Intervention de René Frydman

Réunion du mercredi 28 août 2019 à 15h00
Commission spéciale chargée d'examiner le projet de loi relatif à la bioéthique

René Frydman, Professeur émérite des universités, gynécologue-obstétricien :

Merci de votre invitation, Madame la Présidente. Effectivement, à la lecture – difficile – du projet de loi, j'ai le sentiment qu'une réponse a été donnée à un écrit cosigné par près de 100 médecins et biologistes de la reproduction, confrontés aux demandes de certains couples, de certaines femmes seules. Nous avons émis des vœux qui, je crois, pour la plupart sont exaucés dans le projet de loi avec des limites que je souligne, puisque nous n'étions pas favorables au développement de la GPA – nous pourrons éventuellement y revenir –, bien que ce ne soit pas dans le cadre du projet de loi.

Il y a cependant peut-être quelques manques à mes yeux, donc quelques points d'attention. Il faut revenir à la médecine et à l'offre de soins médicale qui est proposée, quelle que soit l'extension envisagée pour l'assistance médicale à la procréation (AMP). L'important est d'abord d'offrir une technique efficace. Elle l'est moyennement si l'on en juge par les résultats, et le médecin, le scientifique ou le biologiste qui travaille dans ce domaine est plutôt préoccupé par ce point-ci. Je pourrais résumer en disant que nous pouvons étendre l'AMP comme nous voulons, mais encore faut-il l'étendre avec un taux de succès significatif.

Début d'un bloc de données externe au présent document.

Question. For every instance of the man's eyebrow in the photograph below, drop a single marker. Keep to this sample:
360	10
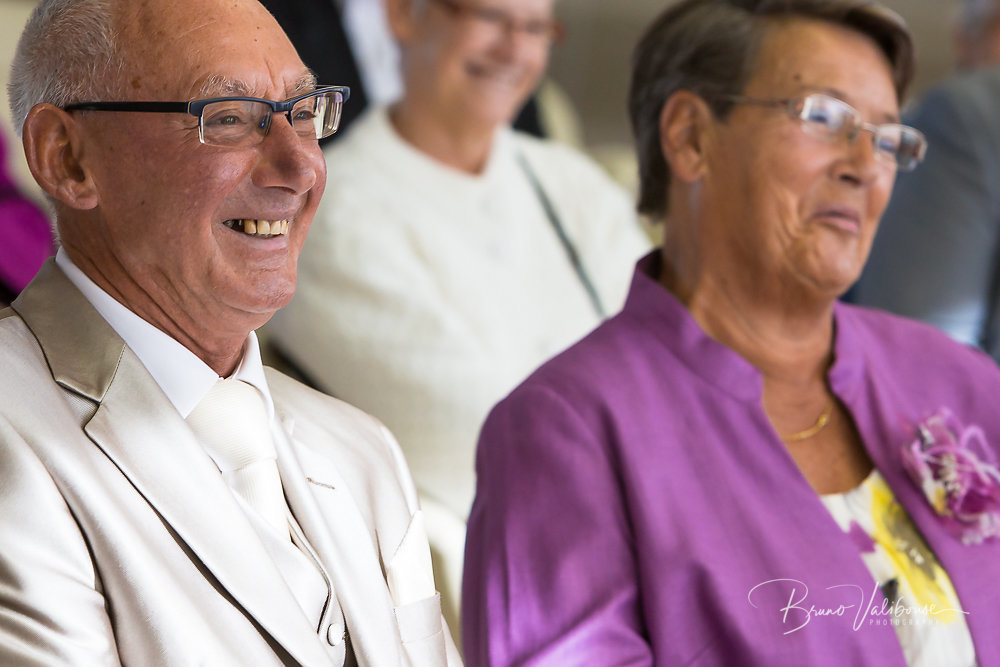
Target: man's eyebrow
305	84
219	85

Je vais insister sur trois points situés plutôt en amont qu'en aval. La course en avant de la réponse apportée par la technologie est une chose, mais peut-être faut-il se préoccuper de la prévention, c'est-à-dire de l'information, et comme vous le savez, l'âge féminin est redoutable, puisque plus on avance en âge, moins on a de chances de concevoir. Cette information n'est pas assez systématiquement donnée, ce qui aboutit à des demandes de prise en charge beaucoup trop tardives, et avec de mauvais résultats. Or cette information pourrait être faite, comme elle l'est pour le cancer du sein ou le cancer du côlon, quelque chose qui soit modulé par l'Assurance-maladie, et qui avertisse toutes les jeunes femmes de ce risque à un âge déterminé, pas trop tôt et pas trop tard.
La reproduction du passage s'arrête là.